Got 60 HP (GS750EZ) at rear wheel at 5500 rpm. 77 RWHP peak at 8500 rpm with stock gearing and wheels. Redline was 9500....so I didn't set the bike up for max HP. Still had 69 RWHP at 11,200 - FYI. Would spin to 11,200 before valve float because I shimmed the valve springs 0.020". Stock springs on GS's are generally set too soft. Look for "cupping" or rounded valve seats when looking in radial direction ---> ( across the valve seat face....this means valves are bouncing which causes cupping. I actually had LESS valve and cam wear when I shimmed the springs.

I thought given the mods, I had much more HP than stock...and the intakes were glass beaded. To date I have not gotten a clear spec on what stock power curve was on the GS750EZ. Anyone know?

Blow a hair dryer across a matt surface finish and a glossy one. Surface tension will cause water to stick and glide across the glossy surface. The matt finish...less surface tension and water evaporates more readily. Didn't do a scientific analysis...but followed sound principles only.

The V & H exhaust had a baffle that was a cross + design and the four "quadrants" tapered to a point downstream. Each quadrant collected the individual pipe and helped straighten and transition the flow before coming together. Wasn't sure if the baffles had a little twist to cause the gas to swirl.

Shoot for maximum intake box and exhaust canister volume. It quiets the backpressure pulses created from the transition at the openings to "atmosphere" at either end. For example, when I put a larger canister volume on the exhaust end than the original megaphone, both midrange and peak jetting leaned out.....2 jet sizes. (Main jets affect needle mixture too). I got a jump of 7 HP peak with this mod. (and both the megaphone and FZR600 modified canister were set up for flow. Kerker HEADER is EXCELLENT though. Large 4 into 1 collector pipe and header pipe lengths are set very well. When I tried a tapered collector pipe reduced to 2 1/2 from 3 " original diameter, bike ran much worse and richer....so large collector pipe diameter and volume are very helpful. AND it's always how it all works together.

Very good post - you confirm my thoughts. - Dieter

Woha, all this gearhead, greasemonkey, racer tech talk is making my head spin.

77rwhp @ 8500 rpm equates to a BMEP (Brake Mean Effective Pressure, a measure of efficiency) of 160psi. That is certainly respectable for an 80's air-cooled bike at the HP peak. 60rwhp @ 5500rpm equates to a BMEP of 192psi. This is a VERY good number for your engine at its torque peak. You must have done a good job with your tuning.

Good to hear you like the Kerker header. I currently have a Kerker canister system on my 1100. It is obnoxiously loud and I am in the process of fabricating a new megaphone tail pipe for it. I hope to fill in a hole in the torque curve between 3500-4500rpm with the meg and make it a bit quieter at the same time. The existing canister is also very small (3.5"OD x 12" long) and the core pipe is only 1"ID. My new muffler section will be 4"OD with a 2.5" core and should flow much better.
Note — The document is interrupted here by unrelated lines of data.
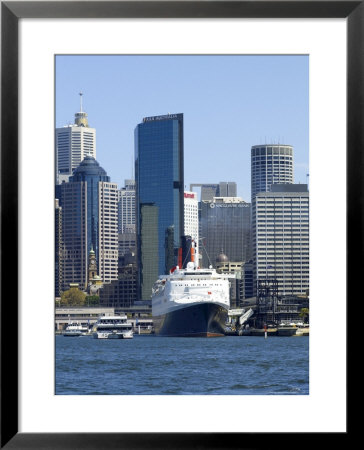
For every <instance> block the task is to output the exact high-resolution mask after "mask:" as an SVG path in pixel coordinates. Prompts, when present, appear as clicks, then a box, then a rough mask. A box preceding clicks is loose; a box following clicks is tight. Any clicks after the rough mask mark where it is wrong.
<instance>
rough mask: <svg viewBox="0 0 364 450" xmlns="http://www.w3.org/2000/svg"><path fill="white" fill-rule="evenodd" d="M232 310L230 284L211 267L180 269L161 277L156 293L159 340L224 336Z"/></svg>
mask: <svg viewBox="0 0 364 450" xmlns="http://www.w3.org/2000/svg"><path fill="white" fill-rule="evenodd" d="M229 306H230V297H229V280H228V278H227V277H226V275H223V274H219V273H217V272H216V270H215V269H213V268H212V267H211V266H210V268H209V269H200V268H198V267H196V264H195V262H192V261H191V262H189V263H188V264H187V267H186V269H180V268H179V267H178V266H176V267H175V268H173V269H172V270H171V272H170V274H169V275H161V276H160V277H159V278H158V280H157V281H156V282H155V284H154V286H153V290H152V316H153V324H154V330H155V334H157V335H159V336H191V337H215V336H224V335H225V333H224V328H225V322H226V318H227V313H228V309H229Z"/></svg>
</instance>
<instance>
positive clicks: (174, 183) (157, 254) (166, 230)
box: [135, 114, 184, 292]
mask: <svg viewBox="0 0 364 450" xmlns="http://www.w3.org/2000/svg"><path fill="white" fill-rule="evenodd" d="M135 178H136V195H137V201H136V210H137V235H138V261H139V266H140V265H141V262H142V261H144V262H143V267H142V270H141V274H140V276H141V277H143V272H144V271H148V272H150V270H151V269H150V268H147V266H146V264H153V265H154V266H155V267H157V270H158V274H163V273H168V271H169V270H170V269H171V267H169V265H170V262H171V261H172V260H173V262H174V264H176V263H177V257H178V248H179V247H180V246H181V242H180V241H181V236H182V235H183V233H184V231H183V229H184V213H183V211H184V208H183V205H184V195H183V192H184V179H183V114H168V115H164V116H153V117H145V118H144V119H143V122H142V123H140V124H138V125H137V127H136V129H135ZM143 205H154V206H155V207H157V209H156V210H155V211H157V213H158V220H157V227H158V228H157V231H158V233H157V243H156V244H157V252H156V253H155V254H154V255H150V256H151V259H148V262H147V260H146V259H145V258H144V255H143V246H142V240H141V235H142V233H143V232H144V233H145V232H146V228H144V231H143V229H142V226H141V212H142V209H143ZM147 217H148V214H145V219H144V227H146V226H147V222H146V220H147ZM153 223H155V218H154V216H153ZM171 227H173V232H172V228H171ZM171 239H172V241H173V242H172V244H173V245H172V246H171V245H170V243H171ZM167 241H168V242H167ZM144 244H145V241H144ZM168 249H171V251H172V253H173V254H171V255H170V254H167V255H166V251H167V252H168ZM167 261H168V265H167ZM154 281H155V280H154ZM150 288H151V286H150ZM147 290H148V288H146V290H144V292H147Z"/></svg>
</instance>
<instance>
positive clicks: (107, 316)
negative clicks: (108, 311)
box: [93, 315, 133, 339]
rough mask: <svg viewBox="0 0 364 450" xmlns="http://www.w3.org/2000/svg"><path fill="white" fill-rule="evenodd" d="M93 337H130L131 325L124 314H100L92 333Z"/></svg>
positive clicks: (100, 337) (130, 334) (132, 335)
mask: <svg viewBox="0 0 364 450" xmlns="http://www.w3.org/2000/svg"><path fill="white" fill-rule="evenodd" d="M93 337H94V338H95V339H132V338H133V325H132V323H131V322H130V321H128V319H127V316H126V315H122V316H101V317H99V320H98V321H97V324H96V331H95V332H94V334H93Z"/></svg>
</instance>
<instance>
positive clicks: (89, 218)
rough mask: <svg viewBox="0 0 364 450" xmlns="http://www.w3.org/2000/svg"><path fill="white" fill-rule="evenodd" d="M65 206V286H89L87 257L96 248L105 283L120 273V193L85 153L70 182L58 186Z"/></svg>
mask: <svg viewBox="0 0 364 450" xmlns="http://www.w3.org/2000/svg"><path fill="white" fill-rule="evenodd" d="M56 193H57V196H58V199H59V204H60V206H61V207H62V235H63V258H62V263H63V289H62V290H65V289H68V287H69V284H70V283H78V284H79V286H80V288H81V289H86V288H87V281H88V266H89V261H88V257H89V254H90V251H91V249H92V250H93V251H94V255H95V258H96V264H97V272H98V275H99V276H100V278H101V280H102V281H103V282H104V283H107V282H110V281H112V280H115V279H117V274H118V195H117V185H116V184H115V183H112V182H110V177H108V176H107V174H106V172H105V170H104V169H103V168H102V167H100V165H99V163H98V162H97V161H96V160H95V159H94V158H93V157H91V156H86V157H85V158H84V160H83V161H82V162H81V164H80V165H79V166H78V167H77V168H76V169H75V170H74V173H73V175H72V176H71V177H70V179H69V182H63V183H62V184H61V185H59V186H57V189H56Z"/></svg>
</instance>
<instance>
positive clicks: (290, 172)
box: [251, 144, 293, 202]
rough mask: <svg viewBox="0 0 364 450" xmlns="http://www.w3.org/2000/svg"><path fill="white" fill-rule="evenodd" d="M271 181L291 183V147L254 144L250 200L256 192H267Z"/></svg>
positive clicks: (251, 156) (253, 195)
mask: <svg viewBox="0 0 364 450" xmlns="http://www.w3.org/2000/svg"><path fill="white" fill-rule="evenodd" d="M273 183H281V184H286V183H289V184H291V183H293V147H292V146H290V145H281V144H279V145H275V144H265V145H254V146H253V147H252V149H251V195H252V202H253V201H254V197H255V196H256V194H257V193H258V192H269V191H270V187H271V185H272V184H273Z"/></svg>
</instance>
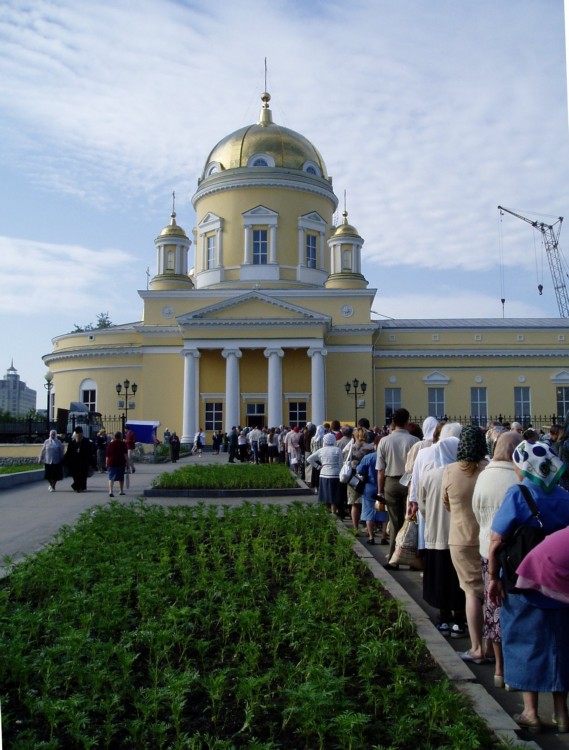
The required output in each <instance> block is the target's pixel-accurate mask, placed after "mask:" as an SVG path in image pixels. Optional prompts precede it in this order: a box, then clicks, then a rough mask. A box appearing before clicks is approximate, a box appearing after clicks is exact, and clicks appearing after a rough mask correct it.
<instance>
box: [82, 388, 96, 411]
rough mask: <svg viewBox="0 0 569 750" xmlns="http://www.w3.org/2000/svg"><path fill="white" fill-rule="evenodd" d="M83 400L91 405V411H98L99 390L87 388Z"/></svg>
mask: <svg viewBox="0 0 569 750" xmlns="http://www.w3.org/2000/svg"><path fill="white" fill-rule="evenodd" d="M81 400H82V401H83V403H84V404H85V405H86V406H88V407H89V411H97V409H96V407H97V391H95V390H86V391H83V392H82V394H81Z"/></svg>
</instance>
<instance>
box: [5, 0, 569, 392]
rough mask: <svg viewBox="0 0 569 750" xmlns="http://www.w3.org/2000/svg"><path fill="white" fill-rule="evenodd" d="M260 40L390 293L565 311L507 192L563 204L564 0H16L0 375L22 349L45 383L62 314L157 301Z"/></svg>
mask: <svg viewBox="0 0 569 750" xmlns="http://www.w3.org/2000/svg"><path fill="white" fill-rule="evenodd" d="M265 56H266V57H267V58H268V89H269V91H270V93H271V96H272V101H271V108H272V110H273V118H274V120H275V122H277V123H279V124H282V125H285V126H287V127H289V128H292V129H294V130H297V131H299V132H300V133H302V134H303V135H305V136H306V137H308V138H309V139H310V140H311V141H312V142H313V143H314V144H315V145H316V146H317V148H318V149H319V150H320V152H321V154H322V155H323V157H324V160H325V162H326V165H327V168H328V172H329V174H331V175H332V176H333V180H334V188H335V191H336V194H337V195H338V196H339V197H342V196H343V191H344V190H346V191H347V205H348V211H349V220H350V222H351V223H353V224H355V226H356V227H357V228H358V230H359V232H360V234H361V235H362V236H363V237H364V239H365V246H364V251H363V259H364V272H365V275H366V278H367V279H368V280H369V282H370V286H371V287H373V288H377V290H378V292H377V297H376V300H375V303H374V310H375V311H377V313H378V314H379V315H385V316H389V317H395V318H401V317H404V318H410V317H444V318H450V317H502V314H503V313H505V316H506V317H557V316H558V310H557V304H556V300H555V294H554V292H553V289H552V284H551V277H550V274H549V268H548V266H547V261H546V260H545V258H544V253H543V251H542V248H541V242H540V240H541V237H540V235H539V233H537V232H535V231H534V230H533V229H532V228H531V227H530V226H529V225H528V224H526V223H525V222H522V221H520V220H519V219H516V218H514V217H511V216H504V217H503V218H502V219H500V216H499V213H498V211H497V208H496V207H497V205H498V204H502V205H504V206H508V207H510V208H513V209H516V210H517V211H518V212H519V213H522V214H524V215H526V216H528V217H531V218H537V219H539V220H540V221H547V222H553V221H555V220H556V217H558V216H563V215H565V214H568V215H569V179H568V177H569V138H568V118H567V83H566V80H567V79H566V74H567V69H566V63H565V36H564V14H563V2H562V0H502V1H501V2H499V3H498V2H496V0H476V2H474V1H472V0H470V1H469V0H351V2H349V3H346V2H339V1H337V0H311V1H310V2H305V0H273V2H271V3H267V2H266V1H265V0H241V2H239V3H235V2H233V1H232V0H207V1H206V0H178V1H176V0H98V1H97V2H96V3H85V2H80V0H29V2H23V0H2V3H1V4H0V198H1V209H0V253H1V255H0V257H1V263H0V290H1V294H0V344H1V347H0V351H1V353H2V357H1V358H0V375H1V374H2V373H3V372H5V370H6V369H7V368H8V367H9V365H10V362H11V360H12V359H13V360H14V365H15V366H16V368H17V369H18V372H19V373H20V376H21V377H22V379H23V380H24V381H26V382H27V383H28V385H30V386H31V387H33V388H36V389H37V390H38V392H39V391H40V389H41V393H39V395H38V405H39V406H43V403H44V391H43V388H42V383H43V373H44V371H45V367H44V365H43V362H42V360H41V356H42V355H43V354H46V353H47V352H49V351H50V350H51V339H52V337H53V336H56V335H58V334H61V333H65V332H67V331H70V330H72V328H73V326H74V324H75V323H77V324H81V325H82V324H85V323H89V322H93V323H94V322H96V319H97V315H98V314H99V313H100V312H108V313H109V316H110V318H111V320H112V321H113V322H114V323H126V322H130V321H134V320H138V319H139V318H140V313H141V309H142V305H141V300H140V298H139V296H138V294H137V290H139V289H145V288H146V283H147V275H146V270H147V268H150V273H151V274H152V275H153V274H154V272H155V249H154V242H153V240H154V238H155V237H156V236H157V234H158V233H159V231H160V230H161V228H162V227H163V226H164V225H165V224H167V223H168V219H169V213H170V210H171V193H172V191H173V190H175V191H176V195H177V205H176V209H177V213H178V223H179V224H181V225H182V226H183V227H184V228H185V229H186V230H187V231H188V233H189V231H190V230H191V228H192V227H193V225H194V215H193V212H192V208H191V203H190V198H191V195H192V194H193V192H194V191H195V188H196V184H197V177H198V174H199V172H200V171H201V169H202V168H203V165H204V162H205V159H206V157H207V155H208V153H209V151H210V150H211V148H212V147H213V146H214V145H215V143H216V142H217V141H218V140H220V139H221V138H223V137H224V136H225V135H227V134H228V133H230V132H232V131H233V130H236V129H238V128H240V127H242V126H243V125H247V124H250V123H252V122H255V121H256V120H257V117H258V112H259V109H260V98H259V95H260V93H261V92H262V90H263V88H264V63H263V61H264V57H265ZM568 221H569V219H568ZM560 247H561V249H562V251H563V249H564V248H566V252H567V255H568V257H569V229H565V230H563V231H562V233H561V237H560ZM539 283H542V284H543V286H544V291H543V295H541V296H540V295H539V294H538V291H537V285H538V284H539ZM502 297H505V299H506V303H505V306H504V309H502V304H501V302H500V299H501V298H502Z"/></svg>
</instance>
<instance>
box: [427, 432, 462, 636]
mask: <svg viewBox="0 0 569 750" xmlns="http://www.w3.org/2000/svg"><path fill="white" fill-rule="evenodd" d="M447 428H448V429H447ZM451 429H452V426H451V425H444V426H443V428H442V430H441V436H440V440H439V441H438V442H437V443H436V444H435V445H434V446H433V451H432V453H433V461H432V463H428V464H426V465H425V467H424V469H423V471H422V473H421V479H420V481H419V486H418V488H417V498H418V500H419V511H420V513H421V516H423V517H424V519H425V549H424V569H423V599H424V600H425V601H426V602H427V603H428V604H430V605H431V607H436V608H437V609H438V610H439V617H438V622H437V623H436V627H437V629H438V630H439V632H440V633H441V634H442V635H444V636H445V637H448V636H449V635H450V634H451V623H454V624H455V625H457V626H458V627H460V628H461V629H462V630H464V625H465V619H466V615H465V612H464V607H465V599H464V592H463V591H462V589H461V588H460V585H459V582H458V577H457V575H456V570H455V569H454V565H453V564H452V560H451V557H450V551H449V546H448V535H449V529H450V517H449V514H448V513H447V511H446V509H445V507H444V505H443V502H442V498H441V484H442V480H443V473H444V469H445V466H448V465H449V464H451V463H454V462H455V461H456V455H457V451H458V443H459V439H458V437H455V436H453V435H449V436H448V437H447V433H448V432H451Z"/></svg>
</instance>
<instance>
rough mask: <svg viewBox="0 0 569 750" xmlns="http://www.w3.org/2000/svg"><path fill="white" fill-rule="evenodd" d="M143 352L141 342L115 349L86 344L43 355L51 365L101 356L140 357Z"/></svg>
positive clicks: (91, 358)
mask: <svg viewBox="0 0 569 750" xmlns="http://www.w3.org/2000/svg"><path fill="white" fill-rule="evenodd" d="M142 354H143V347H142V346H141V345H140V344H136V345H135V346H132V347H126V346H125V347H120V348H118V347H117V348H114V349H101V348H97V349H95V348H94V347H93V348H90V347H88V346H86V347H85V348H83V349H71V350H69V349H68V350H66V351H64V352H51V353H50V354H46V355H44V357H43V361H44V362H45V363H46V365H50V364H53V363H56V362H66V361H69V360H72V359H85V358H89V359H94V358H101V357H140V356H141V355H142Z"/></svg>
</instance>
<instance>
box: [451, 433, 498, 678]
mask: <svg viewBox="0 0 569 750" xmlns="http://www.w3.org/2000/svg"><path fill="white" fill-rule="evenodd" d="M485 456H486V440H485V438H484V435H483V434H482V432H481V430H480V429H479V428H478V427H476V425H466V426H465V427H463V428H462V432H461V433H460V442H459V445H458V452H457V456H456V459H457V460H456V462H455V463H452V464H449V465H448V466H447V467H446V468H445V470H444V474H443V481H442V486H441V492H442V497H443V501H444V504H445V507H446V509H447V510H448V511H450V530H449V540H448V541H449V549H450V556H451V559H452V563H453V565H454V567H455V570H456V573H457V575H458V580H459V583H460V588H461V589H462V590H463V591H464V594H465V597H466V621H467V623H468V630H469V634H470V648H469V649H468V650H467V651H463V652H462V653H460V654H459V656H460V657H461V659H463V660H464V661H470V662H475V663H476V664H483V663H484V662H485V661H486V656H485V653H484V650H483V647H482V624H483V611H482V602H483V600H484V581H483V580H482V568H481V566H480V552H479V544H480V542H479V534H480V528H479V526H478V521H477V520H476V517H475V516H474V513H473V511H472V495H473V494H474V486H475V485H476V480H477V479H478V475H479V474H480V473H481V472H482V471H483V470H484V469H485V467H486V463H487V462H486V460H485ZM451 635H454V636H455V637H457V636H461V635H465V633H464V632H461V629H460V627H457V626H456V624H455V625H453V628H452V632H451Z"/></svg>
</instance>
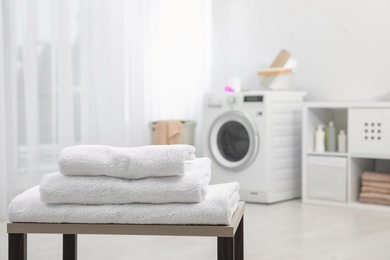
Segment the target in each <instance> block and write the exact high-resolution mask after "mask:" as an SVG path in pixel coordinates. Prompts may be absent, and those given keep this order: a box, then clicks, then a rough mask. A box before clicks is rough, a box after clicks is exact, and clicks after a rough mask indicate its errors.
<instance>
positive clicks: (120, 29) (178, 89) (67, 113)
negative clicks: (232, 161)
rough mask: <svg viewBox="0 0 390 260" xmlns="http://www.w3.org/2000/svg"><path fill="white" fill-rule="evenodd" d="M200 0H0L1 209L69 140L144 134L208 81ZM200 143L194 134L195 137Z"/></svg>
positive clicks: (198, 106) (198, 102)
mask: <svg viewBox="0 0 390 260" xmlns="http://www.w3.org/2000/svg"><path fill="white" fill-rule="evenodd" d="M210 5H211V4H210V3H209V1H207V0H204V1H198V0H190V1H180V0H161V1H159V0H144V1H138V0H130V1H126V0H111V1H104V0H70V1H65V0H3V1H2V5H1V10H0V11H1V12H0V15H1V17H0V23H1V24H0V142H1V146H0V182H1V183H0V196H1V197H0V218H4V217H5V214H6V205H7V203H8V202H9V201H10V200H11V199H12V198H13V197H14V196H16V195H17V194H19V193H20V192H22V191H23V190H25V189H27V188H29V187H31V186H33V185H36V184H39V182H40V180H41V178H42V177H43V175H45V174H47V173H49V172H52V171H55V170H56V169H57V166H56V160H57V157H58V154H59V151H60V150H61V149H62V148H64V147H66V146H69V145H75V144H106V145H114V146H139V145H146V144H150V130H149V128H148V125H147V124H148V122H149V121H152V120H162V119H195V120H197V121H198V127H197V133H198V134H200V129H201V127H200V126H201V118H200V116H201V113H200V112H201V110H202V96H203V93H204V92H205V91H207V90H208V89H209V85H208V79H209V64H210V61H209V57H210V55H209V49H210V48H209V45H210V38H209V35H210V32H209V27H210V26H209V22H210V17H209V16H210V13H211V11H210V8H211V7H210ZM196 141H197V144H199V143H200V137H199V138H198V137H197V139H196Z"/></svg>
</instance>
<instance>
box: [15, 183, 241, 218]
mask: <svg viewBox="0 0 390 260" xmlns="http://www.w3.org/2000/svg"><path fill="white" fill-rule="evenodd" d="M238 191H239V184H238V183H237V182H232V183H225V184H217V185H210V186H209V191H208V193H207V196H206V200H204V201H203V202H200V203H189V204H184V203H168V204H137V203H134V204H121V205H112V204H107V205H80V204H45V203H43V202H41V200H40V198H39V186H35V187H33V188H31V189H29V190H27V191H25V192H24V193H22V194H20V195H18V196H17V197H16V198H14V199H13V200H12V201H11V203H10V205H9V209H8V212H9V213H8V217H9V220H10V221H12V222H36V223H116V224H204V225H228V224H230V221H231V218H232V215H233V213H234V211H235V210H236V208H237V206H238V201H239V193H238Z"/></svg>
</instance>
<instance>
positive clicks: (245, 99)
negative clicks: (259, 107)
mask: <svg viewBox="0 0 390 260" xmlns="http://www.w3.org/2000/svg"><path fill="white" fill-rule="evenodd" d="M244 102H263V96H244Z"/></svg>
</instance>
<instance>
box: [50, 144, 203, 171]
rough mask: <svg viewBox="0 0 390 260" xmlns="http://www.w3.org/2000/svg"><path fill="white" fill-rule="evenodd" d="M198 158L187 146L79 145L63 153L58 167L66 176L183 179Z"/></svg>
mask: <svg viewBox="0 0 390 260" xmlns="http://www.w3.org/2000/svg"><path fill="white" fill-rule="evenodd" d="M195 158H196V156H195V147H194V146H191V145H184V144H183V145H149V146H142V147H132V148H121V147H112V146H104V145H79V146H71V147H67V148H65V149H63V150H62V151H61V153H60V157H59V159H58V166H59V170H60V173H62V174H64V175H85V176H102V175H105V176H110V177H118V178H125V179H141V178H146V177H163V176H182V175H184V174H185V173H186V172H188V171H189V170H190V169H191V167H192V164H191V161H192V160H194V159H195Z"/></svg>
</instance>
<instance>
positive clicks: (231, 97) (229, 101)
mask: <svg viewBox="0 0 390 260" xmlns="http://www.w3.org/2000/svg"><path fill="white" fill-rule="evenodd" d="M227 102H228V104H230V105H233V104H234V103H235V102H236V97H235V96H230V97H228V98H227Z"/></svg>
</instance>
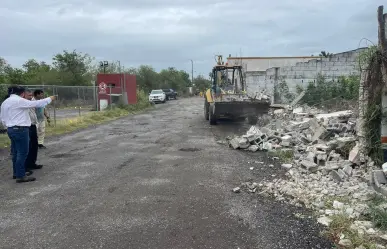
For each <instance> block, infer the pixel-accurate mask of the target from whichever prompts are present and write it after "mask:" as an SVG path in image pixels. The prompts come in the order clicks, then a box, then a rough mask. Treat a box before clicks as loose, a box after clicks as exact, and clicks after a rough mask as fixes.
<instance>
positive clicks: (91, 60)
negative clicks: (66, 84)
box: [52, 50, 93, 85]
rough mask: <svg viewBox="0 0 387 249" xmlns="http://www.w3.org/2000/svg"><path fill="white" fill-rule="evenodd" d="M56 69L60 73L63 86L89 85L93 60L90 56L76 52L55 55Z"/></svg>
mask: <svg viewBox="0 0 387 249" xmlns="http://www.w3.org/2000/svg"><path fill="white" fill-rule="evenodd" d="M52 60H53V65H54V68H55V69H56V70H57V71H58V77H59V80H60V83H61V84H67V85H89V84H90V80H91V75H90V71H89V69H90V68H91V67H92V66H91V63H92V61H93V59H92V58H91V57H90V56H89V55H88V54H82V53H80V52H77V51H76V50H74V51H72V52H68V51H67V50H64V51H63V53H59V54H56V55H54V57H53V58H52Z"/></svg>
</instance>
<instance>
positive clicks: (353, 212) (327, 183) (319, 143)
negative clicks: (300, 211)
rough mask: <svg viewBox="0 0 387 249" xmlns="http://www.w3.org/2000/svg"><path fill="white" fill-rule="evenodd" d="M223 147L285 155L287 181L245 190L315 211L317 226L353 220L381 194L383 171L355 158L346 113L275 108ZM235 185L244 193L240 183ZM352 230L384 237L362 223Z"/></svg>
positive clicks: (357, 150) (270, 184)
mask: <svg viewBox="0 0 387 249" xmlns="http://www.w3.org/2000/svg"><path fill="white" fill-rule="evenodd" d="M228 143H229V146H230V147H232V148H234V149H243V150H247V151H251V152H256V151H279V150H280V151H289V152H290V154H291V155H293V159H292V163H287V164H282V167H283V168H285V169H287V173H286V175H287V176H288V179H275V180H272V181H265V182H261V183H259V184H257V183H254V184H252V185H249V186H248V187H247V189H248V190H249V192H252V190H254V192H255V191H256V188H259V190H258V192H262V193H263V192H267V193H270V194H273V195H274V196H275V197H276V198H277V199H278V200H285V199H286V200H288V201H290V202H293V204H296V205H305V206H306V207H309V208H312V209H315V210H316V211H317V212H319V213H320V214H321V216H320V218H319V219H318V221H319V222H320V223H322V224H325V225H329V223H330V222H331V218H330V217H331V216H333V215H337V214H345V215H347V216H349V217H350V218H353V219H355V220H356V219H359V218H361V217H363V216H364V215H366V214H367V212H369V206H368V203H369V201H370V200H372V199H373V198H374V197H375V196H376V195H380V193H381V194H384V195H386V196H387V179H386V173H387V170H386V172H384V171H383V170H380V167H378V168H379V169H377V167H375V165H374V163H373V162H372V160H371V159H370V158H368V157H364V158H363V157H361V156H360V153H359V144H358V140H357V137H356V118H355V117H353V113H352V111H340V112H334V113H329V114H321V113H319V112H318V110H309V111H308V112H304V111H303V108H297V109H295V110H293V111H292V112H289V111H288V112H287V111H285V110H276V111H275V113H274V114H273V115H272V119H271V122H270V123H269V124H267V125H265V126H264V127H257V126H252V127H251V128H250V129H249V130H248V132H247V133H246V135H243V136H240V137H235V138H232V139H230V140H229V141H228ZM287 154H289V153H287ZM386 166H387V165H386ZM386 169H387V167H386ZM241 187H242V189H243V187H244V188H245V189H246V184H244V186H241ZM236 190H237V189H234V192H236ZM239 190H240V189H239ZM239 190H238V191H239ZM375 190H376V191H375ZM377 192H379V193H377ZM289 197H291V198H289ZM344 200H345V201H344ZM330 201H332V203H329V202H330ZM365 223H367V224H366V225H364V224H365ZM363 225H364V226H363ZM352 226H353V227H352V228H353V229H354V230H356V231H358V232H359V233H361V234H364V233H366V234H368V235H371V236H380V238H384V239H387V238H386V235H384V234H382V233H381V232H380V231H378V230H377V229H376V228H374V227H373V226H371V225H370V224H369V223H368V222H366V221H361V220H360V221H357V222H355V223H354V224H353V225H352ZM345 240H346V238H343V241H344V242H345ZM344 242H343V243H344ZM346 242H347V243H348V241H346Z"/></svg>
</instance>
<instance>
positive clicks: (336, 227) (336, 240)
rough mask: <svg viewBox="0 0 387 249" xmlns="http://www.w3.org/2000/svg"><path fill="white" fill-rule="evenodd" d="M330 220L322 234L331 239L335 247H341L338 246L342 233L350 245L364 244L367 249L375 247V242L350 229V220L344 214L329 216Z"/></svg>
mask: <svg viewBox="0 0 387 249" xmlns="http://www.w3.org/2000/svg"><path fill="white" fill-rule="evenodd" d="M329 218H330V219H332V222H331V223H330V224H329V227H328V229H327V230H326V231H324V232H323V234H324V235H325V236H326V237H327V238H328V239H330V240H331V241H333V243H334V244H335V245H336V247H337V248H343V247H341V246H339V241H340V237H341V236H342V235H344V237H345V238H346V239H349V240H351V242H352V247H350V248H356V247H359V246H364V247H365V248H367V249H373V248H375V242H374V241H373V240H372V239H371V238H370V237H369V236H367V235H360V234H358V232H357V231H354V230H352V229H351V224H352V220H351V219H350V218H349V217H348V216H347V215H344V214H340V215H333V216H331V217H329Z"/></svg>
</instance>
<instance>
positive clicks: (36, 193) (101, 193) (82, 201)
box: [0, 98, 331, 249]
We'll see...

Mark

Tony brought up a great point in that the pulses from the intake tract are a problem to be dealt with. The stock airbox is set back and the carb boots are really velocity stacks that isolate the carbs from each other so that pulses from one carb do not affect another. Somthing to think about if using pods, the lack of a velocity stack can cause problems.

A larger airbox ahead of the carbs offers more compliance and dampening of intake pulses. It is also important to straighten the air flow ahead of the stacks as much as possible to fill them completely and a airbox helps.

I like to think that those contorted shaped boxes and filters may have a purpose, those engineers designed them that way for a reason.